BOULDER, Colo. –
Last year, the Centers for Disease Control and Prevention announced that at least one in four teenage girls in the United States is infected with a sexually transmitted disease.
Extrapolate that to the University of Colorado’s Boulder campus, and nearly 3,000 female undergraduates could be infected.
And that’s just the women.
“I think it’s a bit shocking,” CU freshman Beverly Sotelo said Monday. “But once again, regardless of all the information that we have and everything available to us, people are still getting diseases.
“It’s just sad.”
Keeping those figures in mind — and the fact that April is STD Awareness Month — many local health professionals are urging CU students to get tested for HIV and other diseases.
“With statistics as shocking as these, we must be truthful with our youth,” said Monica McCafferty, spokeswoman for Planned Parenthood of the Rocky Mountains. “Because information that is wrong, too little or too late can result in life-threatening consequences.”
CU offers free HIV testing for students in University Memorial Center Room 411 from 5:30 to 7 p.m. every Monday and Tuesday when classes are in session.
Testing is confidential, and takes about 20 minutes — with results provided at the end of the session.
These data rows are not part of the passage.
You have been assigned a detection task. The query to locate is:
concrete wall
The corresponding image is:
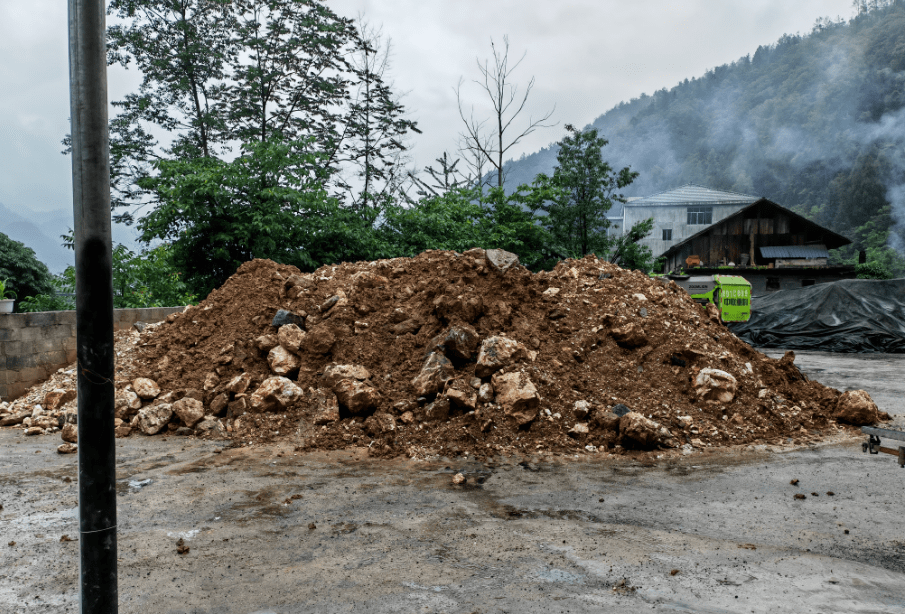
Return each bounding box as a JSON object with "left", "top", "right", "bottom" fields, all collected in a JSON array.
[
  {"left": 622, "top": 203, "right": 750, "bottom": 256},
  {"left": 0, "top": 307, "right": 184, "bottom": 401}
]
“Getting tested can contribute to better sexual experiences if people are comfortable and willing to talk to their partners about their status,” said Melissa Rizzuto, professional coordinator for the Community Health Program at CU. “It can prevent the spread of sexually transmitted infections if people know their status.”
Rizzuto said students should know that having no symptoms is actually the most common symptom of what she called “sexually transmitted infections,” or STIs.
“An STI can be contracted from being with just one partner,” said Rizzuto.
According to a February report from the Colorado Department of Public Health, syphilis, chlamydia and gonorrhea have been on the rise in this state since 2003.
McCafferty said Planned Parenthood’s goal is to inform Colorado’s youth about STDs throughout April, as well as help normalize and encourage testing for such diseases.
“To us, the (Centers for Disease Control’s) numbers are more than just statistics,” McCafferty said. “They are the reality of what we see every day.”
Both Rizzuto and McCafferty recommend students get tested every time they become sexually active with a new partner.
CU sophomore Mariel Mijares agreed that’s a good policy.
“I think that checking yourself and being aware, regardless of whether you think you have something or not, or if you are sexually active or not, it’s always good to know,” Mijares said.